Car on ne livre pas une guerre à sa mémoire. Vouloir oublier c’est déjà se souvenir. On va suivre ce narrateur dans une descente aux enfers inéluctable où évidemment, la rue va le rattraper tout comme sa mémoire. Même s'il ne tombe pas dans la précarité tout de suite, et vit un temps sur ses économies, se répétant sans cesse: «Je ne suis pas un habitant des trottoirs, je suis seulement de passage.»

Il se persuade qu’une fois que la rue aura brûlé tout ce qu’il y a à brûler dans sa mémoire – le beau comme le laid, le beau étant encore plus dangereux –, il pourra mourir pour renaître. Alors il partira. Il ira revoir la mer. La vraie mer, pas celle de Cabourg; «celle qui est bleue». Cependant, le lecteur sait bien que cette entreprise est vouée à l’échec. Au fil de ses rencontres avec ces femmes, qui lui rappellent d’autres femmes de son enfance, des éclats de souvenirs ressurgissent.

De par les prénoms des femmes appartenant au passé, on comprend peu à peu qu’il vient de l’autre côté de la Méditerranée. Pourtant, il gardera son mystère jusqu’au bout. On découvrira la géographie de ces fameux fantômes qui le hantent à la fin lorsqu’il passera rue du Liban – effectivement située dans ce quartier – jusque-là soigneusement évitée. Le barrage tombera au moment où il rencontrera Layla, rue du Retrait; c’est alors qu’il confessera tout de cette couleur bleu nuit qui le hante.

D’une solitude à une autre

«Cet homme vit dans le deuil d’une femme et d’une vie. C’est un quinquagénaire qui doit renaître à un âge où c’est très difficile. Il ne vit pas seulement un exil géographique mais aussi intérieur. C’est un homme 'à côté', qui va à la rencontre de personnes 'à côté'. Un 'cassé', qui va vers des femmes cassées. Il passe les premiers mois pensant s’être libéré de son enfermement, néanmoins il recrée un espace fermé. J’ai voulu pousser la solitude à l’extrême. Cet homme va retrouver une partie de lui-même dans la rue. Il va à la rencontre de ses propres souffrances, de sa solitude, en allant vers des figures très seules», poursuit Dima Abdallah.

Dima Abdallah

Ces femmes lui témoignent de la tendresse. La jeune Ella va lui offrir un croissant tous les mercredis, Emma va lui donner un manteau par une fraîche soirée d’avril. Des gestes fraternels, qui vont raviver sa mémoire. «Je crois que l’amour, c’est le contraire de l’oubli; un vrai révélateur. Kundera parle de la mémoire poétique. Il suffit que cette mémoire soit un peu réactivée pour que le reste se réactive», souligne l’auteure.

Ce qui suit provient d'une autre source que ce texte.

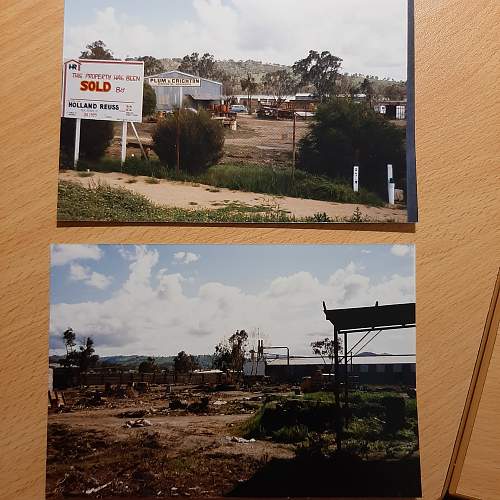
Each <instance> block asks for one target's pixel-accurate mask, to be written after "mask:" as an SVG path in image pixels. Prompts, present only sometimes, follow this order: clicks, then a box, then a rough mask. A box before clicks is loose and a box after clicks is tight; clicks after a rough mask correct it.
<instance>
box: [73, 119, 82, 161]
mask: <svg viewBox="0 0 500 500" xmlns="http://www.w3.org/2000/svg"><path fill="white" fill-rule="evenodd" d="M81 126H82V119H81V118H77V119H76V127H75V153H74V157H73V168H74V169H75V170H76V169H77V167H78V160H79V159H80V131H81Z"/></svg>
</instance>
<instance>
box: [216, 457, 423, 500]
mask: <svg viewBox="0 0 500 500" xmlns="http://www.w3.org/2000/svg"><path fill="white" fill-rule="evenodd" d="M226 496H229V497H247V498H250V497H410V498H416V497H421V496H422V489H421V483H420V461H419V458H418V457H412V458H408V459H404V460H379V461H372V460H371V461H362V460H360V459H357V458H354V457H349V456H343V457H342V458H339V457H337V458H332V459H331V460H324V459H323V460H311V459H309V460H306V459H293V460H284V459H273V460H271V461H270V462H269V463H268V464H267V465H265V466H264V467H263V468H262V469H260V470H259V471H258V472H257V473H256V474H255V475H254V476H253V477H252V478H251V479H249V480H248V481H246V482H245V483H242V484H240V485H238V486H237V487H236V488H235V489H234V490H232V491H231V492H230V493H228V494H227V495H226Z"/></svg>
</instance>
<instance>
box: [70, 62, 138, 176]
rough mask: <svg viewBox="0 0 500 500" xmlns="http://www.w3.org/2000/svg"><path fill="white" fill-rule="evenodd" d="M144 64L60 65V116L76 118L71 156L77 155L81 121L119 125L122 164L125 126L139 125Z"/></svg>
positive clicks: (70, 117)
mask: <svg viewBox="0 0 500 500" xmlns="http://www.w3.org/2000/svg"><path fill="white" fill-rule="evenodd" d="M143 92H144V63H143V62H142V61H114V60H110V61H109V60H103V61H101V60H97V59H71V60H69V61H66V62H65V63H64V65H63V94H62V111H61V116H62V117H64V118H75V119H76V130H75V155H74V160H73V165H74V167H75V168H77V164H78V159H79V156H80V132H81V120H82V119H84V120H104V121H119V122H122V152H121V153H122V154H121V161H122V165H123V163H124V162H125V159H126V153H127V123H128V122H132V123H134V122H137V123H141V122H142V100H143Z"/></svg>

Non seulement il n’arrive pas à oublier, mais sa mémoire est exceptionnelle. Les carnets qu’il tient et qui font comme irruption entre les chapitres sont là pour le dire. Des paragraphes entiers, à la virgule près, lui reviennent, en écho à son vécu. «Parce qu'écrire, c’est le contraire d’oublier. Ce roman peut paraître d’un romantisme un peu désuet et je crois que c’est son point fort. La forme est au service du fond, et comme mon personnage est «à côté», on peut sentir à certains moments que cette écriture n’est pas de son époque. Je l’assume complètement», ajoute-t-elle.

«Cet homme est un peu un poète, finalement, très torturé car il veut vivre. Un personnage sombre et lumineux à la fois, plein de nuances et, quelque part, il tient beaucoup à la beauté de la vie. C’est un profond idéaliste. Beaucoup de cassés, de marginaux ne sont pas des désespérés. Ce sont des rêveurs, des gens pleins d’espoir qui tendent vers un idéal et se confrontent au mur de l’absurdité de nos existences. La seule réponse que j’ai face à ce mur, dont parle Camus et bien d’autres, c’est le geste créatif. Je crois que c’est seulement par cette petite révolte que l’on arrive à se confronter au monde. À y trouver une place. Écrire est une manière de quitter la réalité tout en s’y enracinant. C’est un exutoire en même temps qu’une profonde appartenance au monde. Voilà ce qui est magique», conclut l'auteure.